Notes from my journey from Rust to … TypeScript????

Notes from my journey from Rust to … TypeScript????

Originally posted to the ChiselStrike blog on Medium.com. [github] [discord]

Oh, language wars. If there is anything more fulfilling than fighting over editors and IDEs, that’s fighting over programming languages. That’s why at any given day, right below your usual post about Bitcoin and Web3, you will find a post about how Jane the Developer moved from language A to B, or B to C (Err… C is an actual language, but alas).

Gosh, who am I to point fingers. When I started my Rust career, I did that myself, comparing my decade-long experience with C++ with that breath of fresh air also known as Rust.

What’s common in all of those posts is that at the end of the day, despite all languages being theoretically equivalent, in practice they encroach in specific problem domains for practical reasons. It would be surprising to find someone writing modern user interfaces in C outside of Guantanamo Bay, and equally as surprising to find anyone writing an OS kernel in Python.

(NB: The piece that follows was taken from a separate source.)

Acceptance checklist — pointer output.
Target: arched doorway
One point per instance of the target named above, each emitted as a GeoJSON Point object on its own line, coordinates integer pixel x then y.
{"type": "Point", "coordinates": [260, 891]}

Because programmers tend to specialize, language comparisons tend to form their cliques as well. So you move between C++ and Rust, Ruby and PHP, but moving across cliques is far less common. Almost like moving to a new country on the other side of the planet with a completely new culture, as opposed to a new city a couple of miles away.

So I figured I’d share my own notes from my journey as a systems-level Rust programmer to an unlikely contender: Typescript!

Why the <expletive> would you do that?

The first question on anyone’s mind should be why would I do this, especially since I’ve done so much work in low level storage systems and databases before.

Why?????

As it is known to some, I have recently founded ChiselStrike. ChiselStrike is a modern take on what something like Firebase might look like if designed in 2022 (making it trivial for app developers to just host their backends as a side effect). We’re abstracting the entire backend at the high level, providing it entirely as a consumable service. Uniquely — we abstract away most of the common elements of backend development (like Databases and authentication). So developers just express what they desire from their backend in clean, pure Typescript, and we take care of the rest. Why Typescript? Because (if counted together with Javascript) it reigns supreme with application developers.

So naturally, we wanted to write all the database and low level code in Rust, but at the same time all the APIs and user-visible interactions would happen in Typescript. The moment this choice was made, my fate was sealed: I had to go learn and master Typescript.

What I liked about Typescript

The first thing I loved about Typescript, compared to Rust, is just how expressive it is. In Rust, handling things like strings is an absolute pain. It might very well be better than C and C++, but that doesn’t mean much.

Functions can take multiple types with a very neat syntax: a: T1 | T2 . In Rust, you have to use enums. The Rust way does have the advantage to force you to check all possible variants, but understanding that Typescript is a higher level language, the convenience of just expressing type optionality is convenient, and that syntax is very pleasant in my opinion.

Objects are natively JSON and that is… surprisingly handy? It felt weird at first, but after less than a day I already started to miss that convenience when going back to Rust and being forced to serialize things back and forth.

Typescript is also very async-friendly, and everything is single threaded. This one is a fun one: I guess most people would consider this a disadvantage, but having worked with two thread-per-core frameworks in both C++ and Rust, I like how Typescript fits that model well.

In ChiselStrike, for example, the http server (written in Rust, using hyper) is a Thread-per-Core server. We do that by passing the SO_REUSEPORT flag when accepting the connection, and then essentially as many executors as we have threads. Inside each thread, there is a v8 instance. Since http requests are independent, this works just fine. Boom! Thread-per-Core!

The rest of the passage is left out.